In article <493f99d22c326_87b7b03b306038 / redmine.ruby-lang.org>,
  "coderrr ." <redmine / ruby-lang.org> writes:

> two threads reading from the same socket at same time produces race condition whichs locks interpreter
>
> info at: http://coderrr.wordpress.com/2008/12/10/mri-io-deadlock/

I investigated the problem.

It is caused when rb_thread_schedule schedules a thread
which is neither the two threads.

Assume threads X and Y reads from the same socket and
another thread Z.

When X and Y blocks in READ_CHECK and data arrived,
rb_thread_schedule makes one of the thread runnable.
I assume that X is choosen here.

If rb_thread_schedule choose X for next thread, there is no
problem.  X reads from the socket without problems.

But rb_thread_schedule may choose another thread Z.
Later, rb_thread_schedule is called from Z.
This call makes Y runnable because the data for the socket
is still available since no one read it yet.

Now, X and Y are runnable.

I assume X is choosen for next thread here.

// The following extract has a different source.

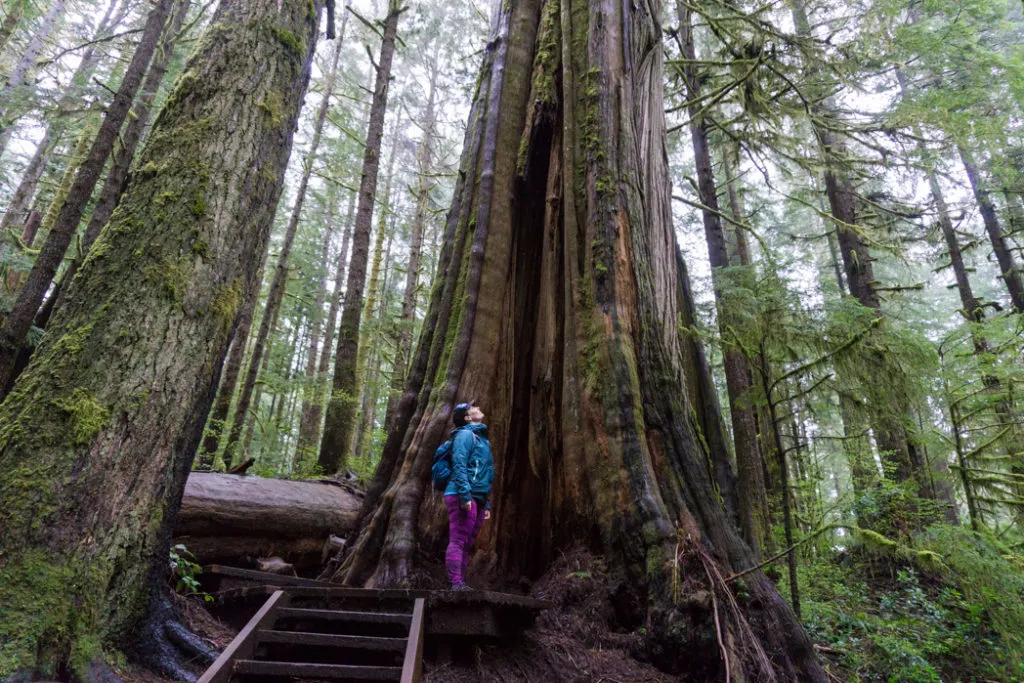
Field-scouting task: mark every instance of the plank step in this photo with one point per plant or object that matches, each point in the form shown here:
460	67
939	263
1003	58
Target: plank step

X reads from the socket without problems.
After that, X calles rb_thread_schedule.

At this point, Y is still runnable.  So
Y is chosen by rb_thread_schedule.  But the data is not
available because X read it.  So read call in Y blocks the
interpreter.

I think rb_thread_schedule should not make a fd-waiting
thread runnable unless the thread is choosen for the next
thread.

Index: eval.c
===================================================================
--- eval.c	(revision 21047)
+++ eval.c	(working copy)
@@ -10961,6 +10961,7 @@ rb_thread_schedule()
     rb_thread_t next;		/* OK */
     rb_thread_t th;
     rb_thread_t curr;
+    rb_thread_t th_found = 0;
     int found = 0;
 
     fd_set readfds;
@@ -11110,10 +11111,10 @@ rb_thread_schedule()
 	    FOREACH_THREAD_FROM(curr, th) {
 		if ((th->wait_for&WAIT_FD) && FD_ISSET(th->fd, &readfds)) {
 		    /* Wake up only one thread per fd. */
+                    if (!th_found) {
+                        th_found = th;
+                    }
 		    FD_CLR(th->fd, &readfds);
-		    th->status = THREAD_RUNNABLE;
-		    th->fd = 0;
-		    th->wait_for = 0;
 		    found = 1;
 		}
 		if ((th->wait_for&WAIT_SELECT) &&
@@ -11143,9 +11144,15 @@ rb_thread_schedule()
 	    next = th;
 	    break;
 	}
-	if (th->status == THREAD_RUNNABLE && th->stk_ptr) {
-	    if (!next || next->priority < th->priority)
-	       next = th;
+	if ((th->status == THREAD_RUNNABLE || th == th_found) && th->stk_ptr) {
+	    if (!next || next->priority < th->priority) {
+                if (th == th_found) {
+		    th_found->status = THREAD_RUNNABLE;
+		    th_found->fd = 0;
+		    th_found->wait_for = 0;
+                }
+	        next = th;
+            }
 	}
     }
     END_FOREACH_FROM(curr, th);
-- 
Tanaka Akira